When Snyder’s pitch to Lucasfilm a decade or so ago didn’t work out, the director went ahead and created his own sprawling, mythology-packed universe instead – something that he now sees as a huge blessing.

“When it turned out that wasn’t gonna work out, my wife and producing partner Deborah said to me, ‘This is the best news that you possibly could have gotten,’” Snyder recalls.

“The process of creating this world, though exhausting and very time consuming – and really the amount of detail is insane – has been incredibly rewarding,” says the director of 300 and Watchmen, “because it does give you the ability to deconstruct sci-fi icons and tropes that you’re used to.”
The result is perhaps the most audacious step yet in a wildly popular, if divisive, career that has seen Snyder rework zombie classic Dawn of the Dead, and radically overhaul beloved superheroes like Superman and Batman in films like Man of Steel and Justice League.
Snyder at the world premiere of “Rebel Moon – Part One: A Child of Fire” in Hollywood, California, on December 13, 2023. Photo: AFP
Rebel Moon is a rare, US$160 million-plus gamble on something new, in an era when Hollywood increasingly depends on established brands and franchises – known as “intellectual property”, or IP.

“The double-edged sword of IP is that, on one hand, it’s familiar, everybody knows what it is,” Snyder jokes. “On the other hand, it’s familiar, everybody knows what it is.”

Rebel Moon – Part One: A Child of Fire will be released on Netflix on December 22, with a second movie out in April.

Sofia Boutella in a still from “Rebel Moon: Part One – A Child of Fire”. Photo: Netflix via AP

It follows Kora (Sofia Boutella), a mysterious stranger who crashes her spaceship in the furthest reaches of the universe, and finds herself defending the peaceful villagers who took her in from the tyrannical Imperium.

She and naive farmer Gunnar (Michiel Huisman) assemble a team of fighters, from diehard insurgents to a cocky mercenary (Charlie Hunnam) who owns a speedy spaceship and values his own safety and fortune over the fate of the rebellion.

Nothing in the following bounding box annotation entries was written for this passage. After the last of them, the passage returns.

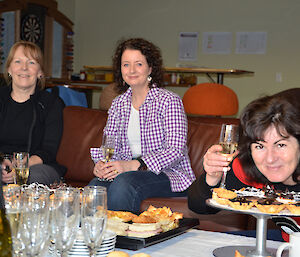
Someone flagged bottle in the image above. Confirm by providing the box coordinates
[0,157,13,257]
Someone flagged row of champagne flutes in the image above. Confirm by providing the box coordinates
[4,185,107,257]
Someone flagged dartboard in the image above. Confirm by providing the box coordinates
[21,14,43,43]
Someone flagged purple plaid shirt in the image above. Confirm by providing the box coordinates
[91,88,195,192]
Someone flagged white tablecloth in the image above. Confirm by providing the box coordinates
[116,229,282,257]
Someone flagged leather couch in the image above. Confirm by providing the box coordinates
[57,106,255,231]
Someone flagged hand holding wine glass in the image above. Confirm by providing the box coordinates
[219,124,239,188]
[102,135,115,162]
[98,135,115,181]
[12,152,29,185]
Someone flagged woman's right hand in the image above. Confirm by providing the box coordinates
[93,161,105,178]
[203,145,233,186]
[1,159,15,184]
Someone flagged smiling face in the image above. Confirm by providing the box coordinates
[8,46,43,90]
[121,49,152,88]
[251,125,300,185]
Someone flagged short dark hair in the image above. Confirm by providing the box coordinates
[238,94,300,183]
[113,38,164,93]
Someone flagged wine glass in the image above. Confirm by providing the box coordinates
[3,184,24,256]
[51,187,80,257]
[102,135,115,162]
[12,152,29,185]
[19,188,49,257]
[219,124,239,188]
[98,135,115,181]
[81,186,107,257]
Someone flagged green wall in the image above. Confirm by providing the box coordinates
[57,0,300,114]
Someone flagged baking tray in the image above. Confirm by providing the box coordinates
[206,198,300,217]
[116,218,199,251]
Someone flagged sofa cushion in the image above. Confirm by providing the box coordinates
[57,106,107,186]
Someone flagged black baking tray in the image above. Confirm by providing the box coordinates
[115,218,199,251]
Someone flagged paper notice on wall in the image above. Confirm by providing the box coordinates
[202,32,232,54]
[178,32,198,61]
[235,32,267,54]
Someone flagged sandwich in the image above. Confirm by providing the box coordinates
[127,216,162,238]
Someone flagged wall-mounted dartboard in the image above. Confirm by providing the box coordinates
[21,14,43,43]
[20,4,45,49]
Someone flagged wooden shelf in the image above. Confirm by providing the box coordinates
[83,65,254,86]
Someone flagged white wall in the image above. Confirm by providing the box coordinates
[58,0,300,114]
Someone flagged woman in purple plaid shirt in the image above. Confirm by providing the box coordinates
[90,38,195,212]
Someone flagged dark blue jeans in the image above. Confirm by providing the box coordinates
[89,171,187,213]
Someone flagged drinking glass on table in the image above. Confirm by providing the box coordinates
[3,184,24,256]
[219,124,239,188]
[12,152,29,185]
[81,186,107,257]
[50,187,80,257]
[19,188,49,257]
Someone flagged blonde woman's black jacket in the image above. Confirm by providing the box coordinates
[0,86,66,176]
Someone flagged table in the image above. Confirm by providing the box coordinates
[83,65,254,84]
[116,229,282,257]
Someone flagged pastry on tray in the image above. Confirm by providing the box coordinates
[212,188,237,205]
[107,205,183,238]
[229,196,255,210]
[255,198,286,214]
[212,187,300,215]
[286,203,300,215]
[107,210,137,222]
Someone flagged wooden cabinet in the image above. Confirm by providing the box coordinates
[83,66,254,87]
[0,0,73,78]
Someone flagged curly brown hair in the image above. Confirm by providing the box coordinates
[112,38,164,93]
[238,94,300,183]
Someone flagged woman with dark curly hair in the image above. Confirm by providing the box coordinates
[188,89,300,240]
[90,38,195,212]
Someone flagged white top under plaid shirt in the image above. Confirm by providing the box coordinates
[91,87,195,192]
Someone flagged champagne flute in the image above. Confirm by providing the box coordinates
[102,135,115,162]
[81,186,107,257]
[3,184,24,256]
[19,188,49,257]
[12,152,29,185]
[98,135,115,181]
[219,124,239,188]
[51,187,80,257]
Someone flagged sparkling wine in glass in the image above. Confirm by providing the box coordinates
[102,135,115,162]
[81,186,107,257]
[12,152,29,185]
[219,124,239,188]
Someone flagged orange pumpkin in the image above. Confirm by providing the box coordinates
[182,83,239,116]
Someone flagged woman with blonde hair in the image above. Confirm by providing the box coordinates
[0,41,65,185]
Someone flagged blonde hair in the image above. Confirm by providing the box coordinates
[4,40,45,89]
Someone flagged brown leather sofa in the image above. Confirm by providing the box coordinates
[57,106,255,231]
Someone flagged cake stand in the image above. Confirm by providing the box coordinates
[206,199,292,257]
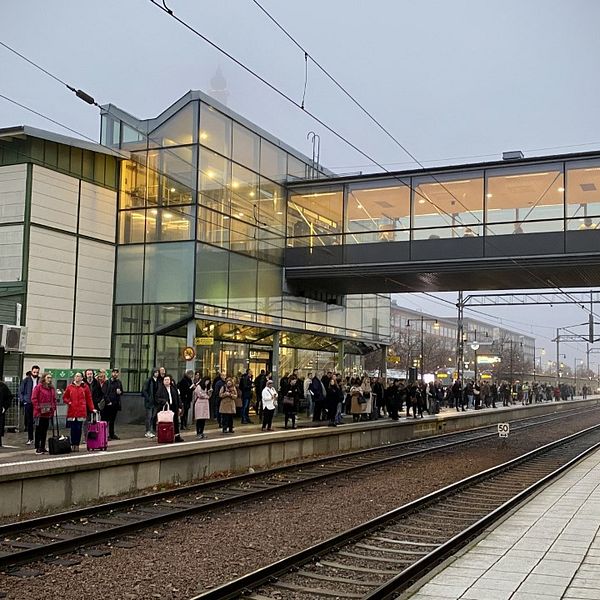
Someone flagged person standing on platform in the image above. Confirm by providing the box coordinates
[261,379,277,431]
[0,381,14,448]
[83,369,104,410]
[19,365,40,446]
[142,368,159,438]
[219,377,238,433]
[310,374,325,422]
[177,369,194,431]
[193,377,212,440]
[63,373,94,452]
[156,373,183,442]
[31,373,56,454]
[240,369,254,425]
[101,369,123,440]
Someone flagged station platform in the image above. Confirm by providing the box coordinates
[0,397,600,517]
[402,451,600,600]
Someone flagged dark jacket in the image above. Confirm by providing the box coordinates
[156,382,183,414]
[0,377,13,438]
[106,377,123,410]
[177,375,194,406]
[142,375,160,410]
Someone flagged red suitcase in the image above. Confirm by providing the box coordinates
[85,411,108,450]
[156,421,175,444]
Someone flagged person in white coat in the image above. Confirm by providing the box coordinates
[192,377,212,440]
[262,379,277,431]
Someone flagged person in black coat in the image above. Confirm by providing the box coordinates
[0,381,14,446]
[156,375,183,442]
[177,369,196,430]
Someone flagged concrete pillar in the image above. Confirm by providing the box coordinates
[271,331,281,386]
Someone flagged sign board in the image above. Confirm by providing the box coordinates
[498,423,510,437]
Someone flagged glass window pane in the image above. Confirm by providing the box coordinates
[287,188,343,246]
[231,163,258,223]
[149,102,197,148]
[288,154,308,180]
[198,148,231,214]
[567,159,600,230]
[119,153,146,208]
[345,180,410,244]
[146,206,196,242]
[196,244,229,307]
[198,206,229,248]
[228,253,257,313]
[258,177,285,236]
[413,171,483,238]
[199,102,232,158]
[256,261,283,317]
[115,246,144,304]
[233,123,260,171]
[260,139,287,181]
[144,242,194,302]
[119,210,147,244]
[486,164,565,233]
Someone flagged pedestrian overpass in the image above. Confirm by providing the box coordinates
[285,152,600,296]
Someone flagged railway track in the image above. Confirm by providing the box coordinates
[191,425,600,600]
[0,408,600,569]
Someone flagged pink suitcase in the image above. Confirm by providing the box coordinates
[86,412,108,450]
[156,421,175,444]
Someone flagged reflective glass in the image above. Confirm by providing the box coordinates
[413,171,483,237]
[567,159,600,230]
[119,209,147,244]
[149,102,197,148]
[345,180,410,244]
[231,163,258,223]
[196,244,229,307]
[197,206,229,248]
[260,139,287,181]
[119,153,146,208]
[198,148,231,214]
[144,242,194,303]
[232,123,260,171]
[198,102,232,158]
[115,245,144,304]
[228,252,257,313]
[258,177,285,236]
[287,188,343,246]
[486,164,565,233]
[146,206,196,242]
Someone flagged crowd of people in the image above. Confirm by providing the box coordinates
[0,365,591,454]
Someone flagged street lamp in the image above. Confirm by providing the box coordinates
[406,316,440,381]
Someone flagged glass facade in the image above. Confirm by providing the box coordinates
[102,99,390,389]
[286,158,600,248]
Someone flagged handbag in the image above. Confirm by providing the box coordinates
[48,417,71,454]
[156,404,175,423]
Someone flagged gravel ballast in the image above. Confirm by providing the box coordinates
[0,411,600,600]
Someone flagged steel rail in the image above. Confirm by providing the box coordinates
[0,408,597,568]
[189,425,600,600]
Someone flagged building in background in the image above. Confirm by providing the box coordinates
[0,126,119,381]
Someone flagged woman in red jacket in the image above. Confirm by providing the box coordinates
[31,373,56,454]
[63,373,94,452]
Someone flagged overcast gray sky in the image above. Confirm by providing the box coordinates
[0,0,600,364]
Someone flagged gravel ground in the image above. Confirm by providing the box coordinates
[0,413,598,600]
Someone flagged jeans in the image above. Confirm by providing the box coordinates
[146,408,156,433]
[35,417,50,450]
[68,421,83,446]
[262,408,275,429]
[242,396,252,423]
[23,402,34,441]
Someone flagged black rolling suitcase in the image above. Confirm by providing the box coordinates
[48,417,71,454]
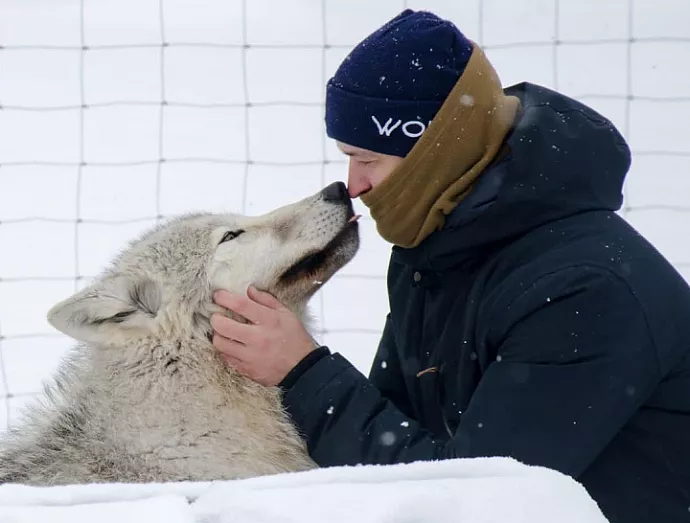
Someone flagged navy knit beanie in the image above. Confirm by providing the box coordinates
[326,9,473,157]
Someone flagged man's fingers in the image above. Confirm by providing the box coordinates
[211,313,255,344]
[247,285,285,310]
[213,290,271,324]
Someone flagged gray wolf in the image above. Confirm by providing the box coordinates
[0,183,359,485]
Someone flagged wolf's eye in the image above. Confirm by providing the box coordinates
[218,229,244,245]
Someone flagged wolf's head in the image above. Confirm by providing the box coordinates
[48,182,359,346]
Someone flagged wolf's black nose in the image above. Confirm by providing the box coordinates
[321,182,350,203]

If some of those characters sound familiar, cast members insist that they are far, far away from a certain well-known galaxy.

Charlie Hunnam at the world premiere of “Rebel Moon – Part One: A Child of Fire” in Hollywood, California. Photo: AP

“I don’t think anyone said the words Star and Wars on set,” says Ed Skrein, who plays the villainous Admiral Atticus Noble. “We never mentioned it.”

Snyder devised detailed backstories for every character, planet and even the spaceships’ machinery.

The filmmakers created three unique languages for their universe’s various cultures and creeds.

My dream for it on one hand is to follow the story all the way

Zack Snyder

“It was pretty clear to us from the beginning that Zack had this whole world and this universe that he wanted to create, that he’d been working on for decades,” Huisman says.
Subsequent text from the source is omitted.